NRA will never allow it, they will pay Congress as much as it takes to ensure it does not happen, but reasonable, 2nd Amendment controls are possible. 

It is obvious we can control gun mass killings by laws that limit access to entertainment / hobby guns to off-site locations like a shooting range or hunting lodge.  ALL other guns must be limited to what is truly necessary to protect us in our homes.

Look at every scenario where a black man had a gun legally who is now dead, e.g., former military man helping in a mall incident, security guard apprehending hostile person, etc..  The law should not have allowed them to have a gun if THE LAW IS AFRAID OF THEM!  The black man with a gun  scares cops so the cops will kill them.

Let's discuss the 2nd Amendment right to have guns.  It is not a lot of words!

 

"Second Amendment

The Second Amendment of the United States Constitution reads: "A well regulated Militia, being necessary to the security of a free State, the right of the people to keep and bear Arms, shall not be infringed."
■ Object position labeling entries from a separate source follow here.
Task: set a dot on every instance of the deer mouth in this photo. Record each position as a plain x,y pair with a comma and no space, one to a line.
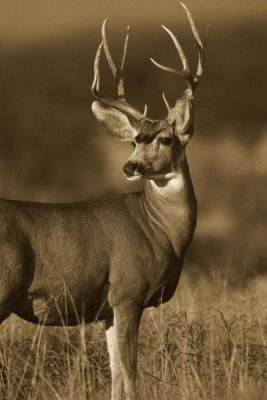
135,177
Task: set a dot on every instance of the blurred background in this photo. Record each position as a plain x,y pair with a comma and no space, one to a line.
52,150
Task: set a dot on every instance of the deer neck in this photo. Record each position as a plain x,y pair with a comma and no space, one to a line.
170,207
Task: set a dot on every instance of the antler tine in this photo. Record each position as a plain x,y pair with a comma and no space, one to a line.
106,48
185,72
96,82
120,103
200,45
117,72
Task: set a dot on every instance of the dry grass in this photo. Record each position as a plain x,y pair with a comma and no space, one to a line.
209,342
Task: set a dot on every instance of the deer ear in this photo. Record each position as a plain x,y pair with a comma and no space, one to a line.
115,122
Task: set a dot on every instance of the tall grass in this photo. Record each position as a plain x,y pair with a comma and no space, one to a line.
209,342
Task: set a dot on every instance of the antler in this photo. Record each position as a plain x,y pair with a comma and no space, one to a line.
120,103
185,73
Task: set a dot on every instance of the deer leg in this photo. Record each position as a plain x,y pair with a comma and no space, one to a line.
126,324
116,375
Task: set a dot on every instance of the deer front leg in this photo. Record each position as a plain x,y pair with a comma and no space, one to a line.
126,323
116,375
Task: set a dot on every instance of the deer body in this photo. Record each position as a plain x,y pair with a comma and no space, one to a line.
54,245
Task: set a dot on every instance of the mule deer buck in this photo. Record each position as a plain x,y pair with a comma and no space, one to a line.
109,258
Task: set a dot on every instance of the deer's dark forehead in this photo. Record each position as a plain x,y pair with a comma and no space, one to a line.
150,128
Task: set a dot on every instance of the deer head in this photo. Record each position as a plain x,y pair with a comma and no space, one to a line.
158,144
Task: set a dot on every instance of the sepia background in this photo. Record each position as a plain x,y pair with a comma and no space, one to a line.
52,149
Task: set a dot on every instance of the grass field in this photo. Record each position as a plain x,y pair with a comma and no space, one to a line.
209,342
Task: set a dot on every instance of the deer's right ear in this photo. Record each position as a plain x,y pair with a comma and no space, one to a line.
115,122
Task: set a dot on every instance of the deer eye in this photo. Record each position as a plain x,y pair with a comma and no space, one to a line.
165,141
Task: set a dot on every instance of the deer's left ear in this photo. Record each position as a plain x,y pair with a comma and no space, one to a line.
115,122
182,116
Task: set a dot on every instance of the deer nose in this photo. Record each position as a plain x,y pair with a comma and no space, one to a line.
130,168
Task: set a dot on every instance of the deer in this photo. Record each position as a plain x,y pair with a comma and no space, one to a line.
108,259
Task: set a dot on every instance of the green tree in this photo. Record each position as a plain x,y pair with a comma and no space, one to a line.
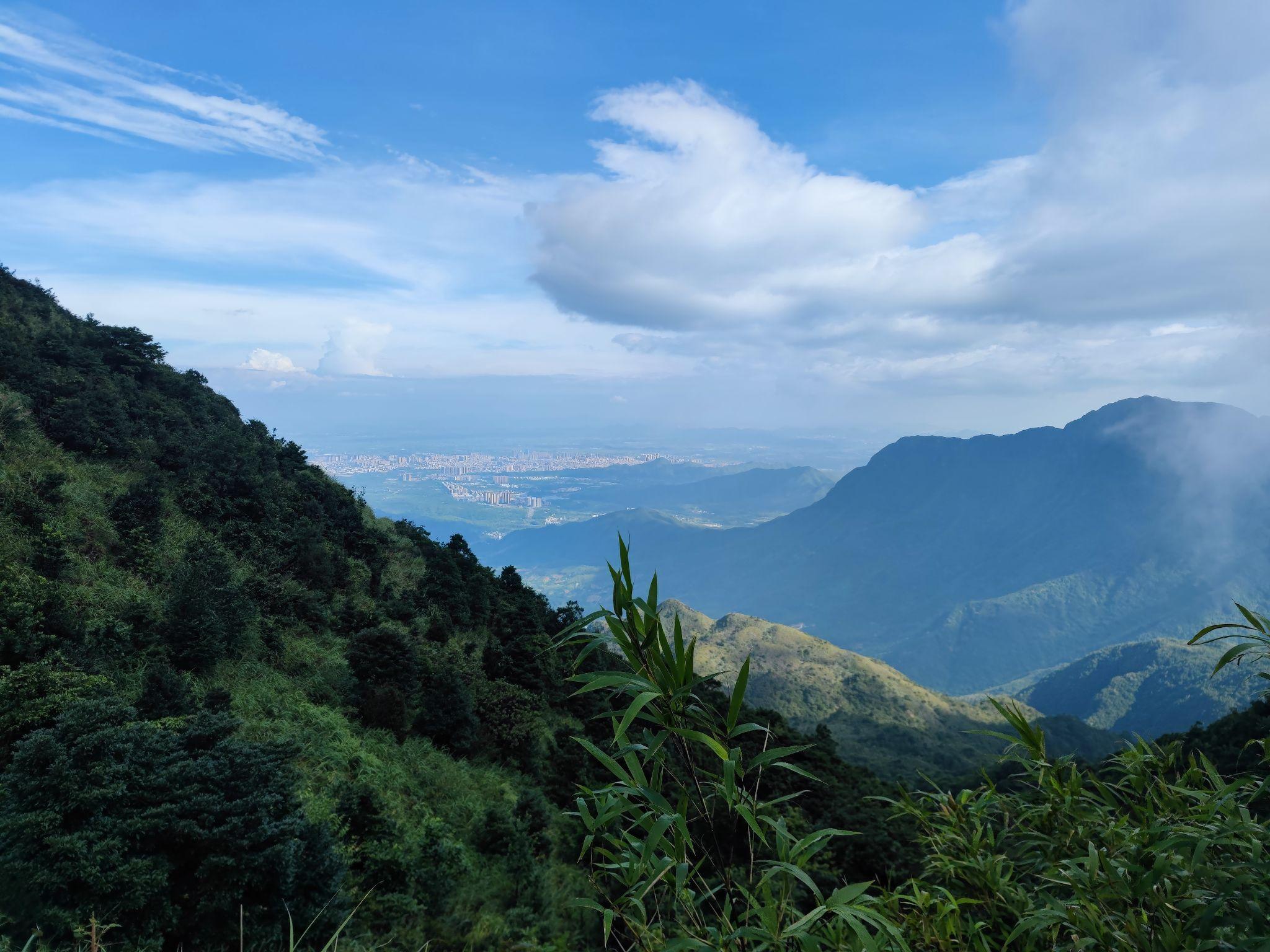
682,848
162,831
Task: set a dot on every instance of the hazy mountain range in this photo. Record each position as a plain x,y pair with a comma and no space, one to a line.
1147,687
878,718
967,563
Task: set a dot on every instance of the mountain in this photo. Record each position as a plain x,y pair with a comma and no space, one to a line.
967,563
229,690
730,498
1147,687
879,718
567,562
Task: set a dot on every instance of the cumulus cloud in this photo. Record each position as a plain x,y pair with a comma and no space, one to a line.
353,350
1123,255
60,79
270,362
1142,214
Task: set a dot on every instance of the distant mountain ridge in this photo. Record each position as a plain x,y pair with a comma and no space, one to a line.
879,718
713,495
1146,687
967,563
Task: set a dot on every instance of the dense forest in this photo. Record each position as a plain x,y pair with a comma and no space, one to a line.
231,699
228,683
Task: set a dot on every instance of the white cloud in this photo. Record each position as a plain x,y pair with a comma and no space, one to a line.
270,362
353,350
59,79
1145,208
1126,254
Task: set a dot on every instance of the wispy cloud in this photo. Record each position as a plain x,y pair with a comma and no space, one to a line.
55,77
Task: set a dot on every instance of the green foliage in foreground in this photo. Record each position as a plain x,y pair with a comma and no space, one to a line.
685,845
226,684
1155,850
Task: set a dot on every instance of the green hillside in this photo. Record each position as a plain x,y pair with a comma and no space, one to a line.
224,683
1147,687
879,718
969,563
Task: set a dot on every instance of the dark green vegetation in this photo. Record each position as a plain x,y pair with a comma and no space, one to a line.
224,682
878,718
687,850
968,563
1146,687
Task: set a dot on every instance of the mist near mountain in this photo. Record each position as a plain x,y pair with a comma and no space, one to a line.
1147,687
968,563
878,718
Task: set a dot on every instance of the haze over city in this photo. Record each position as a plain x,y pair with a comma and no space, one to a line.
966,218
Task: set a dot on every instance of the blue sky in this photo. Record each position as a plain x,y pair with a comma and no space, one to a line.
920,216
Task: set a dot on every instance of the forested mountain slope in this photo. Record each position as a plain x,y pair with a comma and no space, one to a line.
879,718
224,682
967,563
1146,687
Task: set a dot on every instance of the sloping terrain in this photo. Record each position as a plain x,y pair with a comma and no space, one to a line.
879,718
967,563
1147,687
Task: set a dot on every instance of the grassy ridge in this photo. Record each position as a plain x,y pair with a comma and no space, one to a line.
878,718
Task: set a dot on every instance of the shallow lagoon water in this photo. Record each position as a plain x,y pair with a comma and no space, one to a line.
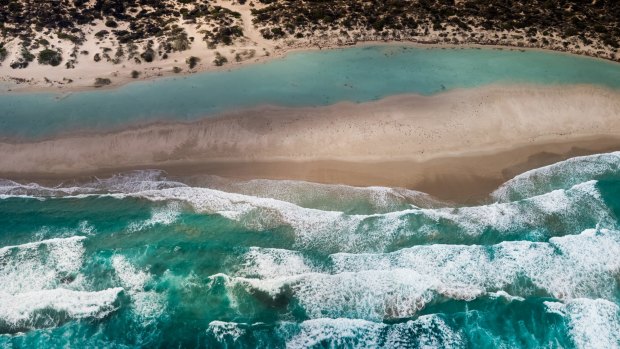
312,78
142,260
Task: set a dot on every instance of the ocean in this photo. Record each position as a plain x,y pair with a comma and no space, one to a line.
142,260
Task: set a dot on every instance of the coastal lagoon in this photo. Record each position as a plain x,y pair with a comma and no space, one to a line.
147,259
308,78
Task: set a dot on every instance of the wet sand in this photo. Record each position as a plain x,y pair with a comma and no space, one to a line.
457,146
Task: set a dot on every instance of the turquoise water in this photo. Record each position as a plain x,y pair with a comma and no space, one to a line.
300,79
142,260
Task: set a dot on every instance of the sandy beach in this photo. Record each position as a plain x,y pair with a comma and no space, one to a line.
457,145
252,48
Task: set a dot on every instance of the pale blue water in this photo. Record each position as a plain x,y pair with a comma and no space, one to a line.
140,260
300,79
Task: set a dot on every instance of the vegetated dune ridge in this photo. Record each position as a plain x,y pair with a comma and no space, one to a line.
92,45
457,145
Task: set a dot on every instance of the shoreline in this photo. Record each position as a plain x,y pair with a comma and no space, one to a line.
412,141
281,53
464,179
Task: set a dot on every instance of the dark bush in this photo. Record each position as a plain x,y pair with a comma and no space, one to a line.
192,62
102,82
50,57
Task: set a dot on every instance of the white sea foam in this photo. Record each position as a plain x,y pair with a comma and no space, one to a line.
399,284
271,262
332,230
149,305
428,331
336,197
593,323
20,310
561,175
39,265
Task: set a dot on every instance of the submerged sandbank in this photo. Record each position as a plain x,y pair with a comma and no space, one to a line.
458,145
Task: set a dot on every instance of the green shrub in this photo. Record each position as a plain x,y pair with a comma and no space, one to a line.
50,57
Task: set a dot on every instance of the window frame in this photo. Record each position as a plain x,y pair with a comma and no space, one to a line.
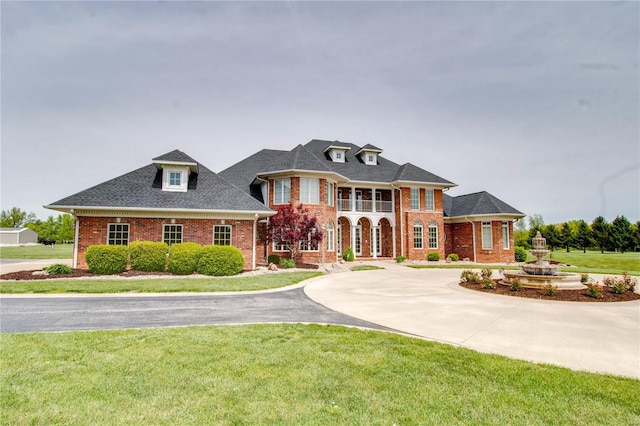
414,202
418,235
172,240
229,231
112,241
306,192
487,235
433,236
285,191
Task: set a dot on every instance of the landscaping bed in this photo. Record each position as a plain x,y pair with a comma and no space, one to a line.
562,295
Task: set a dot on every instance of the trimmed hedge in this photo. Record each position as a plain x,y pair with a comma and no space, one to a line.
148,256
183,258
107,260
220,261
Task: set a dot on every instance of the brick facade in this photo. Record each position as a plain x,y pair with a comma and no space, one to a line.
94,230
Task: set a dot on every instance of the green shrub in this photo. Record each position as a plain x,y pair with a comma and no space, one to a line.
288,263
520,254
220,261
486,273
348,255
468,276
515,284
58,269
433,256
183,258
107,260
148,256
488,284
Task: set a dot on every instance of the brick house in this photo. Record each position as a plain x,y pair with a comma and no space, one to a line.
362,200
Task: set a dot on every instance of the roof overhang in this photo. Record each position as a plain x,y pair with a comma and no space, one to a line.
150,212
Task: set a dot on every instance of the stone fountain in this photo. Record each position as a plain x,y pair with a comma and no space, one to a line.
542,272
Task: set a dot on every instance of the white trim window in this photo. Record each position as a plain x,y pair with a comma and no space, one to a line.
330,236
309,190
429,199
282,191
505,235
221,235
487,236
418,236
175,179
118,234
433,235
330,193
415,199
171,234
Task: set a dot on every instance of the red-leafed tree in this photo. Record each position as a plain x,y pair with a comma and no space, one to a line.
292,227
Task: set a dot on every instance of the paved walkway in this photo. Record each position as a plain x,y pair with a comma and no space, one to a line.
599,337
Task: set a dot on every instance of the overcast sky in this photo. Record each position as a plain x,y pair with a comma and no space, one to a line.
534,102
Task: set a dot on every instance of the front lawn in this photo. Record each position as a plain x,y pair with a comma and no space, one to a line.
158,285
59,251
289,374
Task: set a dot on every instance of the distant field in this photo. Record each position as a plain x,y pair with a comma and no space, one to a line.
596,262
59,251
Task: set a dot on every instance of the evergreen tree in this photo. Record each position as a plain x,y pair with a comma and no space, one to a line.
620,235
600,232
583,236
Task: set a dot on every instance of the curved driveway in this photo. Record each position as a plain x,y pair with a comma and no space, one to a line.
600,337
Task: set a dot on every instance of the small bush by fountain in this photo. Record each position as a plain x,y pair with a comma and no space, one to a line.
542,273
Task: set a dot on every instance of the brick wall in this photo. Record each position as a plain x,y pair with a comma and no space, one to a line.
94,230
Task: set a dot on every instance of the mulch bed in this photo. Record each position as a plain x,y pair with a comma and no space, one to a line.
562,295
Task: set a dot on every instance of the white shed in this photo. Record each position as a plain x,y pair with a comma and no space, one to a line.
17,236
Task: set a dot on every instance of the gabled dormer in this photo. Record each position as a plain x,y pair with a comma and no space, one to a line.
337,153
369,154
176,167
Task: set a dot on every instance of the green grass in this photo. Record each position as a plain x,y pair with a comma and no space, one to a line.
366,268
600,263
59,251
289,374
157,285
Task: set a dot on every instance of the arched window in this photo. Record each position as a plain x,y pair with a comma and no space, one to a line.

https://www.law.cornell.edu/wex/second_amendment

"Such language has created considerable debate regarding the Amendment's intended scope. On the one hand, some believe that the Amendment's phrase "the right of the people to keep and bear Arms" creates an individual constitutional right for citizens of the United States. Under this "individual right theory," the United States Constitution restricts legislative bodies from prohibiting firearm possession, or at the very least, the Amendment renders prohibitory and restrictive regulation presumptively unconstitutional. On the other hand, some scholars point to the prefatory language "a well regulated Militia" to argue that the Framers intended only to restrict Congress from legislating away a state's right to self-defense. Scholars have come to call this theory "the collective rights theory." A collective rights theory of the Second Amendment asserts that citizens do not have an individual right to possess guns and that local, state, and federal legislative bodies therefore possess the authority to regulate firearms without implicating a constitutional right."

Two legal theories, the individual right and the collective right.